Archbishop Desmond Tutu, who won the Nobel Peace Prize for his opposition to racial discrimination in South Africa, has died. He was 90.
Tutu died on Sunday in Cape Town, President Cyril Ramaphosa’s office said in a statement. He was diagnosed with prostate cancer in 1997 and underwent surgery. Tutu was subsequently hospitalized several times to undergo treatment for infections and other ailments.
As South Africa’s first Black Anglican archbishop, Tutu used his international profile to lobby for sanctions against the White-minority government. From 1996 to 1998, he led the Truth and Reconciliation Commission, aimed at exposing the injustices of the past.
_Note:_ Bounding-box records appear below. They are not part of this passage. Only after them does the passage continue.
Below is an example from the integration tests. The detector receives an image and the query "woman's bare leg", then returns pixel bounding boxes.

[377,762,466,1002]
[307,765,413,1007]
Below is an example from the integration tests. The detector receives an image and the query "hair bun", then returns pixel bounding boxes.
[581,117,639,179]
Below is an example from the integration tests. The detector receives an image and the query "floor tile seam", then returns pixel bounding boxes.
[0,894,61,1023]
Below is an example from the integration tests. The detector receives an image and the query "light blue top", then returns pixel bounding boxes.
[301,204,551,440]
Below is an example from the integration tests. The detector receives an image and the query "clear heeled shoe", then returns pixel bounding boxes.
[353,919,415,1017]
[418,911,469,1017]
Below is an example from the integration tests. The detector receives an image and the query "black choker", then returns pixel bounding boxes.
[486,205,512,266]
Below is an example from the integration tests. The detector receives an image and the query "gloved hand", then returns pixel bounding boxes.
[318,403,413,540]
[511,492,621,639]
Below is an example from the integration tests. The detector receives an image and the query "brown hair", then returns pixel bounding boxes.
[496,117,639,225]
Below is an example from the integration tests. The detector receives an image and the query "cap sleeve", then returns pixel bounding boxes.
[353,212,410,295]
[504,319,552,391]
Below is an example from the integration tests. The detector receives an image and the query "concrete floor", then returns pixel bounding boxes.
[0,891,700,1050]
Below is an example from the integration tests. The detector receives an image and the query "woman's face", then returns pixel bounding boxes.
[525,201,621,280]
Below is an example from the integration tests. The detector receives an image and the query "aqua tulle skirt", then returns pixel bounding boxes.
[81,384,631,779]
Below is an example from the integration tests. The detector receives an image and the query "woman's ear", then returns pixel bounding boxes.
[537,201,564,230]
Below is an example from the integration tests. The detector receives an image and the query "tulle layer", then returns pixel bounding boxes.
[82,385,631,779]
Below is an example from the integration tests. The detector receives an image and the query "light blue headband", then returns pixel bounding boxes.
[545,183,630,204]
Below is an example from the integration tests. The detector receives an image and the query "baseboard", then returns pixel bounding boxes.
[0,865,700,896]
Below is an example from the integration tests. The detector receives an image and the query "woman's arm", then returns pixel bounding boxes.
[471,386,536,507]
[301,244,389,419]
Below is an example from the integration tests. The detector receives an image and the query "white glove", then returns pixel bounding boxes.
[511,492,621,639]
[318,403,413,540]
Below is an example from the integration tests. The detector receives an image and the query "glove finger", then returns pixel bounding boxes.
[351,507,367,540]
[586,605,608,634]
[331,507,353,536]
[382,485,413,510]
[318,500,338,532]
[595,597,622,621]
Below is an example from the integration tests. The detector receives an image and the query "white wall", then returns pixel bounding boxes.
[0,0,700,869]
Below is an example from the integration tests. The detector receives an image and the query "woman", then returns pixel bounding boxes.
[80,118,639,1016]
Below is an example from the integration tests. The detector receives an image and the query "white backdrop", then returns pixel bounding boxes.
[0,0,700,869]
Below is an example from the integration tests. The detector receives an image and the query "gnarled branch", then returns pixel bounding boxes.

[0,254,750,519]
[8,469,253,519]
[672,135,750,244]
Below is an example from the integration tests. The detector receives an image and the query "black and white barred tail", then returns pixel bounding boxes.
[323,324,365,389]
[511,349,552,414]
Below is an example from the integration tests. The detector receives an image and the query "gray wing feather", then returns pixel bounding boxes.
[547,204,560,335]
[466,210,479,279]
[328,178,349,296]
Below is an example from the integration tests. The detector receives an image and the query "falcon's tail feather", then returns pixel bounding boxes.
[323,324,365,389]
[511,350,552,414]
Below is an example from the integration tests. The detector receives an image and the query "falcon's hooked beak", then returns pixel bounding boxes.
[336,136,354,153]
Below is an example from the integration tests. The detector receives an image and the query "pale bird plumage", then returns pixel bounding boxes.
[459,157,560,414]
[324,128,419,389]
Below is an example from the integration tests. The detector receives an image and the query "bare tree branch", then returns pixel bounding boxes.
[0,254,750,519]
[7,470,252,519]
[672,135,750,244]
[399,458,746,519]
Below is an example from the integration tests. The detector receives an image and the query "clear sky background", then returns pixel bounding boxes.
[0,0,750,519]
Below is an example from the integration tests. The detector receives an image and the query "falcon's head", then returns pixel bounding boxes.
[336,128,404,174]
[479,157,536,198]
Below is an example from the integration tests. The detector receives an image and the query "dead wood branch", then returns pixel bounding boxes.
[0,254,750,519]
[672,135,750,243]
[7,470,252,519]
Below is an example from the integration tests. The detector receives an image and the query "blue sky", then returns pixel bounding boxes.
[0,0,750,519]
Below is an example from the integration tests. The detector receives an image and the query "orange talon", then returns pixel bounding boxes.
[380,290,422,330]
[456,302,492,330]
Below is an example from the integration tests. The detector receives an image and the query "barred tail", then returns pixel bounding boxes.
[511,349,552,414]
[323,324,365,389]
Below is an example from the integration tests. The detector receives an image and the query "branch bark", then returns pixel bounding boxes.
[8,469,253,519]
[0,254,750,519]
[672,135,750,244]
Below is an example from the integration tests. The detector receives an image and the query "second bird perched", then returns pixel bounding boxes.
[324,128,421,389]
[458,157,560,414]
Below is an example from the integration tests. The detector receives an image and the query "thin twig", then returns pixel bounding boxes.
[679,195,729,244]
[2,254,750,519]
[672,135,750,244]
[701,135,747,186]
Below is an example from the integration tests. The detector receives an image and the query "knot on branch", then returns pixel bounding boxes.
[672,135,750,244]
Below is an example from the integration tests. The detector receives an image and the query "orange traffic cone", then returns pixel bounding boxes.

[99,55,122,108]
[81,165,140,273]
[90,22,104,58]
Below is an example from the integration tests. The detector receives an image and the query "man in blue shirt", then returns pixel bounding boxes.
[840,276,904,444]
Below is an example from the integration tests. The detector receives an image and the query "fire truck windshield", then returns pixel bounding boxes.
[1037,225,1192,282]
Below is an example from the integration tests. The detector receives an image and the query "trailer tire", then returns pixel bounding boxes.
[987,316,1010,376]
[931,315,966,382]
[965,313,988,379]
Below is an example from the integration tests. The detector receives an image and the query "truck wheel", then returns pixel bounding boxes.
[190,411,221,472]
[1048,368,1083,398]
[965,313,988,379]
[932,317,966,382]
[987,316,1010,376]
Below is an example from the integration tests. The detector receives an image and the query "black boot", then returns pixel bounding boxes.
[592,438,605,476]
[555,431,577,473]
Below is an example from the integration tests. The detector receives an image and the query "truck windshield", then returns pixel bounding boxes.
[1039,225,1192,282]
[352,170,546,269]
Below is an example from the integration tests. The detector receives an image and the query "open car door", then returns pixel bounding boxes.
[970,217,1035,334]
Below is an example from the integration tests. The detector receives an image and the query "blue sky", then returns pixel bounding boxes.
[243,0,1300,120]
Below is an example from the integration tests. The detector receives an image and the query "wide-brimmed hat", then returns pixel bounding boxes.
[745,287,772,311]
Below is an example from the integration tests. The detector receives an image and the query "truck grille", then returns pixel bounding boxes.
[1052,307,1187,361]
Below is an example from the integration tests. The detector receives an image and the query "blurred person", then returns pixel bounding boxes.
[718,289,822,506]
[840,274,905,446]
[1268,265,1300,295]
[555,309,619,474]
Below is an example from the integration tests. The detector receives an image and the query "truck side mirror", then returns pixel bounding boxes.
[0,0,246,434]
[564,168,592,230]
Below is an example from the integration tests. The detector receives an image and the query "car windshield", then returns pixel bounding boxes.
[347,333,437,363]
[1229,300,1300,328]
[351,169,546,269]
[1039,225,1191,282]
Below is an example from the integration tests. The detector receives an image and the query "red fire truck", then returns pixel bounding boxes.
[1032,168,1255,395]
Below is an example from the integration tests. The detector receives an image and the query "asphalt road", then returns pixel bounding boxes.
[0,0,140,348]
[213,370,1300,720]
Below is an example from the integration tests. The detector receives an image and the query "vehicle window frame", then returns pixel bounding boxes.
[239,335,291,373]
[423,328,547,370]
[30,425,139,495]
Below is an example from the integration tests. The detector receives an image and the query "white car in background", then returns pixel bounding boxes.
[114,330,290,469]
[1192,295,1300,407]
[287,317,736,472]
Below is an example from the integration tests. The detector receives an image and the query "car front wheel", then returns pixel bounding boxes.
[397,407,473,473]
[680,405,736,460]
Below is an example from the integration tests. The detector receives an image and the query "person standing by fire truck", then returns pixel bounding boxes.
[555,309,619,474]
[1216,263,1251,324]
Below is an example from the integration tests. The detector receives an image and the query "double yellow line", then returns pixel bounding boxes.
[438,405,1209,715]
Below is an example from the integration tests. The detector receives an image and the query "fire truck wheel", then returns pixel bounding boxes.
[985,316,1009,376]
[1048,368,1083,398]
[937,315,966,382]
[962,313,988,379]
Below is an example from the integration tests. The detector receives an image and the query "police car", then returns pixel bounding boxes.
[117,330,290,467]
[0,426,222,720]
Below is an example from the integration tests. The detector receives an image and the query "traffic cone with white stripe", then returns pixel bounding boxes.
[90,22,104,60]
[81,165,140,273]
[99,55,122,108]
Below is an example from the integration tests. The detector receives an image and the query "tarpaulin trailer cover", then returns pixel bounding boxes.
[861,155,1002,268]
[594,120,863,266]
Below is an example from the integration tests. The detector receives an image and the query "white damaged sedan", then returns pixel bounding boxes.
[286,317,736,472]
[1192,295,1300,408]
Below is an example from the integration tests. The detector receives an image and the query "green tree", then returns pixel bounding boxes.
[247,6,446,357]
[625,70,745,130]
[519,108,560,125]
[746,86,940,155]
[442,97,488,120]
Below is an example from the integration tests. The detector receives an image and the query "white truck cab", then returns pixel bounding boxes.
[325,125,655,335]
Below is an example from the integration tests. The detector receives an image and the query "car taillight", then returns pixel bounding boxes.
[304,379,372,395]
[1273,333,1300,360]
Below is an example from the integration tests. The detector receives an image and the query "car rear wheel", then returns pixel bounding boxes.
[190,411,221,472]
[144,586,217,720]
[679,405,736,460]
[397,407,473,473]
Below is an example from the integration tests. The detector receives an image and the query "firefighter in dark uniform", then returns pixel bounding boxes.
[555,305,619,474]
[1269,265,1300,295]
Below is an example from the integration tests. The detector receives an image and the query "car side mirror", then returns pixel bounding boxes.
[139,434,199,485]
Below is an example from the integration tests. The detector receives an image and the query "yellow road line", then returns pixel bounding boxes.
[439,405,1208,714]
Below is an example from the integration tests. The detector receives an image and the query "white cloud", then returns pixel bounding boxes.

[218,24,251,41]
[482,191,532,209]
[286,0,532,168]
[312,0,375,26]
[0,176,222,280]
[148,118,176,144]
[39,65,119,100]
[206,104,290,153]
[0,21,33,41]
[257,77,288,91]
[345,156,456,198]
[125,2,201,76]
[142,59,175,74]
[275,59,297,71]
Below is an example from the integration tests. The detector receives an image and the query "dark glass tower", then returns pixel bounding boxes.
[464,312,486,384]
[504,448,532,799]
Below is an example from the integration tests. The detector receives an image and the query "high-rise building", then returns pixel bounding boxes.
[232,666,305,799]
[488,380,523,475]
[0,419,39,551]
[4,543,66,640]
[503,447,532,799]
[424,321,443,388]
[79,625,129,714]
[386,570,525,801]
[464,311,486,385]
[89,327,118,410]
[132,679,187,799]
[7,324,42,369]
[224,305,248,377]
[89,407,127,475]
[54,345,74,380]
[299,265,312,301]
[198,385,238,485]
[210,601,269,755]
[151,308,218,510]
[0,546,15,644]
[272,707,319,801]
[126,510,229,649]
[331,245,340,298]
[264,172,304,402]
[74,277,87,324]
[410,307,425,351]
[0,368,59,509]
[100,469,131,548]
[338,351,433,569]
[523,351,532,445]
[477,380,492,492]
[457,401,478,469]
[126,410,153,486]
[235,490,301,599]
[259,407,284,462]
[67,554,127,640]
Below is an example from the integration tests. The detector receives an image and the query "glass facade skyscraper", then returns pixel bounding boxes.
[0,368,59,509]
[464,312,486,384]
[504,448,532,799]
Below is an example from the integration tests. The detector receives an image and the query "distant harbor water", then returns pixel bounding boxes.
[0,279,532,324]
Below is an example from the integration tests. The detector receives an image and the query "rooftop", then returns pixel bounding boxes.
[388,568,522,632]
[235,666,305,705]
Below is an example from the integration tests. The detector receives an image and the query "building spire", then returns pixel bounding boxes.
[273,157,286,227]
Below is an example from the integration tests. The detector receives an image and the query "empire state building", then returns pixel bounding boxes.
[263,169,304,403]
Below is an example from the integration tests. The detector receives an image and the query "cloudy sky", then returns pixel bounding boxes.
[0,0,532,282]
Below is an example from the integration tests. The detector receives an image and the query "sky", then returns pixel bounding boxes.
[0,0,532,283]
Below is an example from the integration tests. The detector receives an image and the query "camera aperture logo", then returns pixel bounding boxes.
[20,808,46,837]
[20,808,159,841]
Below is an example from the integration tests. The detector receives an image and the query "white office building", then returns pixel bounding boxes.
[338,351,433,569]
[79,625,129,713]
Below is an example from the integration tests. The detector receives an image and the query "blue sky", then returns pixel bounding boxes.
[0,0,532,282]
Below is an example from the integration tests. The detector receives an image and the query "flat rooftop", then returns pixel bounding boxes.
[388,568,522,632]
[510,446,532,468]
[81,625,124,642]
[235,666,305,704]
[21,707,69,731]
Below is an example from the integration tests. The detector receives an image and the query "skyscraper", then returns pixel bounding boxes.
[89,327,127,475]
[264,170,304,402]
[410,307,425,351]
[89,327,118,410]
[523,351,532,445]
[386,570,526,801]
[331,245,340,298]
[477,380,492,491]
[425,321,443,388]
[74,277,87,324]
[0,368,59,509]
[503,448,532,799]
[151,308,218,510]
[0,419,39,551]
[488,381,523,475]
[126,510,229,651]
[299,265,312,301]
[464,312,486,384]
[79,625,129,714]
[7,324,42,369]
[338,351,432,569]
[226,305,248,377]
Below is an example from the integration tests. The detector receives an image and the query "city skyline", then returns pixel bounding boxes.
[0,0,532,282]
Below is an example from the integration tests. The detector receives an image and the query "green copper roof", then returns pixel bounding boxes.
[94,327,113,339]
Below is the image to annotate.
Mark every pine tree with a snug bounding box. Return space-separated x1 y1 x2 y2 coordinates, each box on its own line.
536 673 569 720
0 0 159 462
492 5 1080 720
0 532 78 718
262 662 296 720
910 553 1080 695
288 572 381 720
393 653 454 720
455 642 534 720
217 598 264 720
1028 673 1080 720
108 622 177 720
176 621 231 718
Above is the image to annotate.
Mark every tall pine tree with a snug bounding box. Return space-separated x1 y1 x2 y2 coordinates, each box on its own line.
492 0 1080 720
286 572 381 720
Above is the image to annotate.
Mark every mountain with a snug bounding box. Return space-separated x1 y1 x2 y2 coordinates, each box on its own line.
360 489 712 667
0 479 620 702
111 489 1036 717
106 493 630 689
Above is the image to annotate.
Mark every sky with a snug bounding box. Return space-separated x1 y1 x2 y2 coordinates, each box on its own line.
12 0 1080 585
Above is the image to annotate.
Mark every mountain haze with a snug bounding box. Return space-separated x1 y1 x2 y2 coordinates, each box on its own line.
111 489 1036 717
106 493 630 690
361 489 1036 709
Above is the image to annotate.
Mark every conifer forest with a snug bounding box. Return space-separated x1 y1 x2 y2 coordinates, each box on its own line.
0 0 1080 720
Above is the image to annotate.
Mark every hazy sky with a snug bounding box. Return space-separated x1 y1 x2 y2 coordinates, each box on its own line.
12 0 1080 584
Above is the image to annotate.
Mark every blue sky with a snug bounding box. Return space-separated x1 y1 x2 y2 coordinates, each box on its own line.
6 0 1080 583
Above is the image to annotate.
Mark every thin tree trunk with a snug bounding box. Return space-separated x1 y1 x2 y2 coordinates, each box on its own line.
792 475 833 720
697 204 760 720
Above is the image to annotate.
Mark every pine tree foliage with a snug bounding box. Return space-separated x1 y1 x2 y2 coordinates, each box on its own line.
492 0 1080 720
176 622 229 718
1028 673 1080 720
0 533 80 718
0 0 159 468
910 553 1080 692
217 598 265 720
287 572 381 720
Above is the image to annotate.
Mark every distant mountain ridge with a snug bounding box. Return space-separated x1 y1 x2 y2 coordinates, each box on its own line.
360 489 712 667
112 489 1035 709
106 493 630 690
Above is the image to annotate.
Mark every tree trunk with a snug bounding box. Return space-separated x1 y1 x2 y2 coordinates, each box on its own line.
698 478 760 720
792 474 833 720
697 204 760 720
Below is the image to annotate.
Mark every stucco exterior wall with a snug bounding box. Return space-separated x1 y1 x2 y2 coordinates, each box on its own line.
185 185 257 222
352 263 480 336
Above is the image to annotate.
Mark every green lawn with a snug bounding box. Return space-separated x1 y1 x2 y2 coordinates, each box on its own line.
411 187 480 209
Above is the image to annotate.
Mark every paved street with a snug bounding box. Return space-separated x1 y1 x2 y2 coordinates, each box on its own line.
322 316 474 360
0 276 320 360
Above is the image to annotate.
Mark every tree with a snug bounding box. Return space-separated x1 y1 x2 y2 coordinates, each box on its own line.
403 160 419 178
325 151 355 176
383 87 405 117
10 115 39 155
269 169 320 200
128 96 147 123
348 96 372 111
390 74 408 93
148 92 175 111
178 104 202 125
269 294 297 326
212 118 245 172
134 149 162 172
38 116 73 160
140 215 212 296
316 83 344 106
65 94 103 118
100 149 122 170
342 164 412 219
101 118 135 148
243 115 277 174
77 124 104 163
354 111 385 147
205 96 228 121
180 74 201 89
“Desmond Tutu was a patriot without equal; a leader of principle and pragmatism who gave meaning to the biblical insight that faith without works is dead,” Ramaphosa said.
Tutu’s brand of activism was shaped by his religious conviction, a mischievous sense of humor and physical bravery that once led him to rush into a mob to save the life of a young woman about to be lynched on suspicion of being a police informer.
The Anglican church will plan his funeral and other memorial services with the support of the South African government and the city of Cape Town, Archbishop Thabo Makgoba said in a statement. Details of these events, to be held under Covid regulations, will be announced later. “This is a moral universe; God is in charge of this world,” was a favorite saying of the man who, as archbishop of Cape Town, liked to wear a T-shirt emblazoned: “Just Call Me Arch.”
Born on October 7, 1931, in Klerksdorp, west of Johannesburg, Tutu worked as a teacher before entering a theological seminary. He was ordained as an Anglican priest in 1961, obtained a master’s degree in theology at King’s College, University of London, and in 1975 was appointed Dean of Johannesburg, the first Black person to hold the post. With many of South Africa’s Black leaders in jail, including Nelson Mandela, and others in exile, Tutu emerged as a leading voice of Black defiance against apartheid.
He became general secretary of the South African Council of Churches, an organization at the forefront of the struggle against White-minority rule, in 1978. He called for economic sanctions against the apartheid regime, in defiance of a law that made it illegal to advocate such actions. The government responded by withdrawing his passport.
In 1984, the Nobel Committee awarded Tutu its annual Peace Prize, citing his “role as a unifying leader figure in the campaign to resolve the problem of apartheid in South Africa.” Tutu was appointed Archbishop of Cape Town, titular head of the Anglican Church in southern Africa, in 1986 and held the post until 1995 when he was named to lead the Truth and Reconciliation Commission.
Tutu openly wept while listening to victims of South Africa’s pre-1994 system of institutionalized racial discrimination, yet opposed Nuremberg-style trials for those responsible for the atrocities.